Zum Anmelden müssen Administratoren klicken Ich akzeptiere nach Eingabe ihrer Zugangsdaten.
Sophos Adaptive Learning
Wählen Sie aus, welche Anwendungsnutzungs- und Bedrohungsdaten an Sophos gesendet werden sollen: Nicht klassifizierte Anwendungen (zur Verbesserung der Netzwerktransparenz und Erweiterung der Anwendungskontrollbibliothek), Daten für IPS-Warnungen, erkannte Viren (einschließlich URLs), Spam, Bedrohungen der aktiven Bedrohungsabwehr, wie z. B. Bedrohungsname, Bedrohungs-URL und IP-Adresse, Quell-IP-Adresse und verwendete Anwendungen.

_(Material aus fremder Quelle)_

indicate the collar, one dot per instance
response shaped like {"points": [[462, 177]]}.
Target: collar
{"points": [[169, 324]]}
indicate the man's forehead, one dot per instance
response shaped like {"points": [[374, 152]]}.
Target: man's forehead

Das Gerät sendet regelmäßig Informationen über HTTPS an Sophos, um die Stabilität zu verbessern, Funktionsoptimierungen zu priorisieren und die Schutzwirkung zu erhöhen. Es werden keine benutzerbezogenen oder personenbezogenen Daten erfasst. Standardmäßig sendet das Gerät Konfigurations- und Nutzungsdaten. Dazu gehören Geräteinformationen (z. B. Modell, Hardwareversion, Hersteller), Firmware-Version und Lizenzinformationen (ohne Eigentümerinformationen), genutzte Funktionen (Status, Ein/Aus, Anzahl, HA-Status, Status der zentralen Verwaltung), konfigurierte Objekte (z. B. Anzahl der Hosts, Richtlinien), Produktfehler sowie die CPU-, Speicher- und Festplattenauslastung (in Prozent).
Sophos Assistant deaktivieren
Sophos Assistant ist standardmäßig aktiviert. Wenn Sie Sophos Assistant deaktivieren, werden hilfreiche Pop-ups, intelligente Tipps und Konfigurationsanleitungen nicht mehr angezeigt.
Um Sophos Assistant zu deaktivieren, gehen Sie wie folgt vor:
- Gehe zu Verwaltung > Administrator- und Benutzereinstellungen.
- Unter Sophos-Assistent, löschen Sie die Sophos Assistant aktivieren Kontrollkästchen.
- Klicken Anwenden.
Notiz
Wenn Sie Sophos Assistant ein- oder ausschalten, müssen Sie sich von der Web-Administrationskonsole ab- und wieder anmelden, damit die Änderung wirksam wird.